Generalisation is a key feature of learning algebra, requiring all four proficiency strands of the Australian Curriculum: Mathematics (AC:M): Understanding, Fluency, Problem Solving and Reasoning. From a review of the literature, we propose a learning progression for algebraic generalisation consisting of five levels. Our learning progression is then elaborated and validated by reference to a large range of assessment tasks acquired from a previous project Reframing Mathematical Futures II (RMFII). In the RMFII project, Rasch modelling of the responses of over 5000 high school students (Years 7–10) to algebra tasks led to the development of a Learning Progression for Algebraic Reasoning (LPAR). Our learning progression in generalisation is more specific than the LPAR, more coherent regarding algebraic generalisation, and enabling teachers to locate students’ performances within the progression and to target their teaching. In addition, a selection of appropriate teaching resources and marking rubrics used in the RMFII project is provided for each level of the learning progression.

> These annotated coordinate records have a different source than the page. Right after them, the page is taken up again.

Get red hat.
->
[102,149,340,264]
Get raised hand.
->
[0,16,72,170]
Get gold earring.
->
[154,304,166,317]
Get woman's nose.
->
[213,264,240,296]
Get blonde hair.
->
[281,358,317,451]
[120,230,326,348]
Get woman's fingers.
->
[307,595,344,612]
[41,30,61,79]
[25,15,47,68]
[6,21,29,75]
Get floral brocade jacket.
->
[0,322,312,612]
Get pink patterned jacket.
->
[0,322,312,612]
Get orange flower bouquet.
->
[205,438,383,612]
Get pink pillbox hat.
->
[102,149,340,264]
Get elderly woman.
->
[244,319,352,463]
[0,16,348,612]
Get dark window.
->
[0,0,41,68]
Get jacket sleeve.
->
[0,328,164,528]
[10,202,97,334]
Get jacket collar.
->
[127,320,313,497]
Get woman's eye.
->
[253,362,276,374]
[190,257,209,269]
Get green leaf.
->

概括是学习代数的一个关键特征，需要澳大利亚课程的所有四个熟练程度：数学 (AC:M)：理解、流利、解决问题和推理。通过对文献的回顾，我们提出了一个由五个级别组成的代数泛化学习进程。然后通过参考从先前的 Reframing Mathematical Futures II (RMFII) 项目中获得的大量评估任务来阐述和验证我们的学习进度。在 RMFII 项目中，Rasch 对 5000 多名高中生（7-10 年级）对代数任务的反应进行了建模，从而开发了代数推理学习进程 (LPAR)。我们在泛化方面的学习进展比 LPAR 更具体，在代数泛化方面更加连贯，并使教师能够在进程中定位学生的表现并针对他们的教学。此外，RMFII 项目中使用的适当教学资源和评分标准的选择适用于学习进程的每个级别。